GHF to Tadmor: Probe Cartel Suspicion in Pharma-Israel Set-up by Foreign Pharmaceutics Cos

"It is feared that the organisation will act to thwart the opening up of the pharmaceutics market to competition". Pharma-Israel: Our activity is lawful.

The management of the General Health Fund today approached Anti-Trust Authority director general David Tadmor with a demand that he examine whether the forming of the Pharma-Israel organisation constitutes an offence against the cartels Law.
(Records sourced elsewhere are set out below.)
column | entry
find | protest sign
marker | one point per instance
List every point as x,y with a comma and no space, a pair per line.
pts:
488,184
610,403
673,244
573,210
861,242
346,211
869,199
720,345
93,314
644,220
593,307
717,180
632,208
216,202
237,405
Associated in the Pharma-Israel organisation are fourteen international pharmaceutics companies engaging in research and development.

The member companies, including Merck, Johnson & Johnson, Smithkline-Beecham, Ely Lilly, La Roche, Pfizer, Novartis and Rhone-Polenc, have set up representations in Israel. They associated in the framework of Pharma-Israel in January 1999. The organisation says its object is to "safeguard public health and protect corporate copyright".

One of the organisation’s activities focuses on parallel import. In this context, it submitted to the Ministry of Health, about three months ago, a paper containing a series of recommendations as regards regulations that the ministry should enact, in connection with parallel import.

Pharma-Israel director-general Dr. Yoav Schechter, said that "The background to the presentation of the recommendations is the companies’ fear of the entry of ineffective and unsafe drugs into Israel".

GHF heads expressed misgivings that the organisation was formed in order to thwart the opening up of the pharmaceutics market to parallel import, on behalf of which the GHS has been militating for some time.

A letter forwarded to Tadmor through Adv. Dov Weisglass maintains that a document has reached the GHF management describing the objects of Pharma Israel. "My client has every reason to fear that the organisation's main purpose is to combat parallel import arrangements which, as everyone knows, are designed to substantially reduce the cost of imported drugs".

Weisglass therefore asks Tadmor to examine whether the founding and existence of the organisation are compatible with the Cartel Law 5748-1988.

Schechter commented that "Pharma Israel’s main task is to promote public health. The legal aspect relating to the lawfulness of its activities has been examined, and according to the opinion we obtained, constitutes no offence against the cartels law.